-
Type: New Feature
-
Resolution: Fixed
-
Priority: Minor - P4
-
Affects Version/s: None
-
Component/s: None
-
None
-
Fully Compatible
-
v4.4
In HELP-16677, a failure of 2/3 nodes caused those nodes to crash, and the third node was in an unknown failed state. The oplogs of the two replica set members were repaired. During the repair process, the nodes were stood up in standalone mode. The sdam spec requires that nodes self-reporting as standalone should be removed from the TopologyDescription. Once the nodes were restored as replica set members, mongos did not route traffic to these nodes, and a core dump showed that the list of hosts that were being monitored was the third node (with server description having type=Unknown) that could not be contacted. Restarting mongos fixed this problem. This ticket is a placeholder to investigate ways to mitigate this situation without manual intervention.
While there are no guarantees that this would positively impact liveness, the host lists stored in the config server and/or the initial connection string can be used to instruct the RSM to monitor nodes that may have been in the replica set in the past in the case that all current members of the replica set are down for a configured period of time.

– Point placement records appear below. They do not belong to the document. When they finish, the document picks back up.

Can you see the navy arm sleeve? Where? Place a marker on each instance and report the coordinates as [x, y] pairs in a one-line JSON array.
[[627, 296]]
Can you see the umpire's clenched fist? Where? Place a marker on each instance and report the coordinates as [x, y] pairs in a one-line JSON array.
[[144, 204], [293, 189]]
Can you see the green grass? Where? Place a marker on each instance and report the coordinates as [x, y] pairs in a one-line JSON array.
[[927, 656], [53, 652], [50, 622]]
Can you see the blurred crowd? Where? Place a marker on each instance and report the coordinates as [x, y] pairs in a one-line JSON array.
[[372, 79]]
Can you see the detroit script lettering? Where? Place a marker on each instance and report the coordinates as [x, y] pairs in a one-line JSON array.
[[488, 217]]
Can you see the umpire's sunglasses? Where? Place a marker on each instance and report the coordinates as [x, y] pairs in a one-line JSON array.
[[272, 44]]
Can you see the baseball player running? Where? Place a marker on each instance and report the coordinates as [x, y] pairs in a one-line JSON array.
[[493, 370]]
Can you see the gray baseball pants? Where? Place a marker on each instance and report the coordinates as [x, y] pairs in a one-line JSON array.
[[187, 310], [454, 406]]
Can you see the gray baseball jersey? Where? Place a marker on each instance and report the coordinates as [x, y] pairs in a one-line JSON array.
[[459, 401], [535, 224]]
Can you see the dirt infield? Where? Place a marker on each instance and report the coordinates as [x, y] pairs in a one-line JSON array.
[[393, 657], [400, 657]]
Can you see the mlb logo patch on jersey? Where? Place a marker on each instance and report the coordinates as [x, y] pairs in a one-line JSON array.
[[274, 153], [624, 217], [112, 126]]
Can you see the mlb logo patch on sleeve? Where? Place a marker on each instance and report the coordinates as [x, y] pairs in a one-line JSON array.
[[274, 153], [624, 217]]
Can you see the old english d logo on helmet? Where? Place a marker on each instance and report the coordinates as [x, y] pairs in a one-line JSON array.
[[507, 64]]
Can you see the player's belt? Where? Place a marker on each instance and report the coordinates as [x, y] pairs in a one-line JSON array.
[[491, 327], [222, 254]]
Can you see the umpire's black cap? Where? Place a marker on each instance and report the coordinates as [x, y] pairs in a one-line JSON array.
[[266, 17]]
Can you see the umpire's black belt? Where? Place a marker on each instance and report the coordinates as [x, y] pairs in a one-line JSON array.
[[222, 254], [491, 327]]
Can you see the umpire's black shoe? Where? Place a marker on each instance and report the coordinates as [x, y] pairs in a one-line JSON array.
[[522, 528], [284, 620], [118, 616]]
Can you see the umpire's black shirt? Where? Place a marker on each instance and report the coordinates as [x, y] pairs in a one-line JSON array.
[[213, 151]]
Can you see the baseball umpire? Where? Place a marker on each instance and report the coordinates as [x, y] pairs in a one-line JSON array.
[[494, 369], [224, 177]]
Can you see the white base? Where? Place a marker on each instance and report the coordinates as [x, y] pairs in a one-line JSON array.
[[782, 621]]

Adding them to the TopologyDescription as type=Unknown, would cause the RSM to contact those nodes at least once without negative effects on the rest of the protocol.
Update: In HELP-16677, we decided to do the following:
1. If all nodes are down for some configurable time period, add in the initial replica set members as type=Unknown.
2. Do not remove type=Standalone servers from the topology description.